I expect Eliezer to agree that a careful aggregation of superforecasters will outperform any individual superforecaster; similarly, I expect Eliezer to think that a careful aggregation of anti-modest reasoners will outperform any individual anti-modest reasoner.
It’s worth considering what careful aggregations look like when not dealing with binary predictions. The function of a careful aggregation is to disproportionately silence error while maintaining signal. With many short-term binary predictions, we can use methods that focus on the outcomes, without any reference to how those predictors are estimating those outcomes. With more complicated questions, we can’t compare outcomes directly, and so need to use the reasoning processes themselves as data.

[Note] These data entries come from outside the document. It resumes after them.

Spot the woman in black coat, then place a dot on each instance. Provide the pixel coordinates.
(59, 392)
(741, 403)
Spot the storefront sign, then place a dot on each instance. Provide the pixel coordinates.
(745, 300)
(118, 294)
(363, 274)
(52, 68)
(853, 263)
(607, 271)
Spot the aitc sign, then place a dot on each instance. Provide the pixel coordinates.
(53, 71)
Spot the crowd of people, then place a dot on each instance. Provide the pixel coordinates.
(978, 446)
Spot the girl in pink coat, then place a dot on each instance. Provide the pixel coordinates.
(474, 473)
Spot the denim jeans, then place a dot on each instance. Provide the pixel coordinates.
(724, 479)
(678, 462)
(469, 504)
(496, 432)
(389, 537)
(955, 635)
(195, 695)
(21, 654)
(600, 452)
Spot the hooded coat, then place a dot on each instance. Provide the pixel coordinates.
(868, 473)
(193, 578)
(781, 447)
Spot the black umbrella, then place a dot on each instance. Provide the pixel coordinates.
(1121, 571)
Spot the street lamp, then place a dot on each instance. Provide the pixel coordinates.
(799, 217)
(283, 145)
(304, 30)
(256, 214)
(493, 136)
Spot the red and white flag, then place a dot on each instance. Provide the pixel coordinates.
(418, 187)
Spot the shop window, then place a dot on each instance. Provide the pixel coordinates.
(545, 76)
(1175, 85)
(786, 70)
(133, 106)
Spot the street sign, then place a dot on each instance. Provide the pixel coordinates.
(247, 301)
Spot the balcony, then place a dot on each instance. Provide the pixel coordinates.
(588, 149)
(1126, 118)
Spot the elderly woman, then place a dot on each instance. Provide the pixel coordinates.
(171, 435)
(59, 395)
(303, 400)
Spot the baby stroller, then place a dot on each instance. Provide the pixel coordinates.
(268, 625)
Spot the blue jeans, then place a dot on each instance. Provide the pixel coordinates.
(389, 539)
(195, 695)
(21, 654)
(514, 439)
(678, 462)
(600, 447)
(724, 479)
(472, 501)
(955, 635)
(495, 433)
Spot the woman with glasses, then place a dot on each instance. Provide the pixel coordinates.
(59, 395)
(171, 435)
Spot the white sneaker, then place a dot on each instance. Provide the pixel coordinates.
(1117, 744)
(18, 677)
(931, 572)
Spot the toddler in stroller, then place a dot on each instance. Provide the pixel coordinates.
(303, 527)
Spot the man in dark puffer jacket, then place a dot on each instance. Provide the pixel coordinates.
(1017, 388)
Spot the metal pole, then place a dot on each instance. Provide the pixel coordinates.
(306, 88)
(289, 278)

That suggests a potential disagreement to focus on: the anti-modest view suspects that one can do a careful aggregation based on reasoner methodology (say, weighing more highly forecasters who adjust their estimates more frequently, or who report using Bayes, or so on), whereas I think the modest view suspects that this won’t outperform uniform aggregation.
(The modest view has two components—approving of weighting past performance, and disapproving of other weightings. Since other approaches can agree on the importance of past performance, and the typical issues where the two viewpoints differ are those where we have little data on past performance, it seems more relevant to focus on whether the disapproval is correct than whether the approval is correct.)